Day 4: On the fourth day travel early in the morning by train to Phitsanulok (5 to 6 hours) and from there take the bus to Sukhothai. In the afternoon you can then visit the Ramkhamaeng National Museum at the Sukhothai Historical Park, to see its impressive collection of artifacts. Just like Ayutthaya, Sukhothai is famous for the many temples in the area and the best way to explore them is again by bicycle.
Day 5: The next day make your way to Chiang Mai by bus. This part of the trip is popular and so there are many buses and times to choose from. Buses start as early as 2am and the ride will take another 5 to 6 hours. In Chiang Mai the most popular attractions are: Doi Suthep, a temple on top of a 1,676-metre high mountain peak that offers an impressive view on the city, and the Night Bazaar, a true shopper’s paradise and a great chance to practice your bargaining skills. Depending on the time you have left during the day, you can opt to continue from Doi Suthep to Doi Pui, which is a Hmong village where the villagers wear traditional clothing (although now more to attract tourists than as tradition).
The surroundings of Doi Pui are scenic and there is a market where you can buy Thai candy, desserts and fruit.
Day 6: Chiang Mai itself is a great place to hang out for a while, just walking the streets, eating at the many restaurants, and visiting pubs and markets. It is less hectic than Bangkok while still providing the conveniences and entertainment of a large city.
There are several daytrips that you can book at the many travel agencies in Chiang Mai.

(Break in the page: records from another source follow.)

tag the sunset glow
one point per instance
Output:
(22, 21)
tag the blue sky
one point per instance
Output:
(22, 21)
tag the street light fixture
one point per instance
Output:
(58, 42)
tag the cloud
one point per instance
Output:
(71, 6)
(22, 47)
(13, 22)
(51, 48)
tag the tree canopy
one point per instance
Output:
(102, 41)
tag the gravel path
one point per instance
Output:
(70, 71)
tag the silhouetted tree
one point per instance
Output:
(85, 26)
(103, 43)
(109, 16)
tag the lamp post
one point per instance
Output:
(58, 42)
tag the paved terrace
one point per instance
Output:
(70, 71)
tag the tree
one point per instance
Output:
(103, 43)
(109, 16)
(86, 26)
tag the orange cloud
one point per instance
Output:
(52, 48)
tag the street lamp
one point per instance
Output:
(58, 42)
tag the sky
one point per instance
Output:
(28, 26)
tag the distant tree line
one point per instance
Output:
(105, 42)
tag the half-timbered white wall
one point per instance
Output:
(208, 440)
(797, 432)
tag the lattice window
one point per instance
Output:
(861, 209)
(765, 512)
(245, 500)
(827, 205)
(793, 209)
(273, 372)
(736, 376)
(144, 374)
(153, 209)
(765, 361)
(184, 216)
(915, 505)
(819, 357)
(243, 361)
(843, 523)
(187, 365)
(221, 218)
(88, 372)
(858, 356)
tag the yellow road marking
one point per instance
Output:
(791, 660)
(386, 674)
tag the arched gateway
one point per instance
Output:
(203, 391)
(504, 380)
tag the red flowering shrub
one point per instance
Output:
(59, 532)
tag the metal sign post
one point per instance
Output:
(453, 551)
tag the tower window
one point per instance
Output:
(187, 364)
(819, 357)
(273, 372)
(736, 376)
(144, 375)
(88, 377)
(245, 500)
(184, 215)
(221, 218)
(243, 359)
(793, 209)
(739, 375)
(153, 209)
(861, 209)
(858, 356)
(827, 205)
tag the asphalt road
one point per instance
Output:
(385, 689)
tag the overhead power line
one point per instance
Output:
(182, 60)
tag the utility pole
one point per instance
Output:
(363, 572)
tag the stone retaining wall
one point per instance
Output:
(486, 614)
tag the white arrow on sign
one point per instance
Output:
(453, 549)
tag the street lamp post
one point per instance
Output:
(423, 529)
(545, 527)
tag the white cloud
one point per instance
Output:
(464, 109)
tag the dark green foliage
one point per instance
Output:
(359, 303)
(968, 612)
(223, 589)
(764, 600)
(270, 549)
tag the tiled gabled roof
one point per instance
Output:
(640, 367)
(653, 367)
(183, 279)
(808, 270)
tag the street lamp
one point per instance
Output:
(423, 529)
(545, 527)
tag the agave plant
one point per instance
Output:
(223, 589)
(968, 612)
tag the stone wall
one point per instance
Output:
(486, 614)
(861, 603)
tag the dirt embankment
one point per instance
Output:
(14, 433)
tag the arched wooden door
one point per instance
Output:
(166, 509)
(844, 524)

The popular activities are visiting an elephant camp, short bamboo raft trip, Elephant dung paper factory, snake farm, monkey show, butterfly farm. The travel agencies offer a large variety of combinations that you can do within a day. Or just relax for one more day.
Day 7: Make Pai your next stop on day seven. Pai is a small village to the west of Chiang Mai. This small settlement is a popular backpacker destination because of the stunning location between mountainous hills, forests and farmland. Hire a minivan to take you there so you can stop on the way to visit Pong Deuid Hotspring inside Huai Nam Dang National Park. It has an average temperature of 80 degrees celcius. A cheaper way would be to go by public minivan but that one will not stop at the hot spring.
At arrival in Pai enjoy the scenery. The village is touristy with tourists being half the population there. It is easy to make new backpack friends there. If bars ain’t your thing, you can stay at one of the many bungalows just outside the village. Hire a scooter to explore the small surrounding villages or visit some of the waterfalls.
Day 8: Up next is Mae Hong Son located at 2-3 hours driving by minivan from Pai. This town is close to the Myanmar border and the area is home to several ethnic groups living in small communities on the mountains including the famous long-necks. It is possible to hire a scooter and travel around the area but the mountainous area makes driving here more difficult so we recommend to hire a car with experienced driver.
Day 9 and 10 are spend to travel back. Traveling back from Mae Hong Son to Chiang Mai by car will take you along the same road back for many many hours which is a waste of time so the more efficient way is to go by plane. There is an airport in Mae Hong Son, but no direct flights to Bangkok so you would have to change planes in Chiang Mai. If you are back in Chiang Mai anyway, why not spend another day there.
On day 10 you can take the flight from Chiang Mai back to Bangkok and you are ready for your next trip.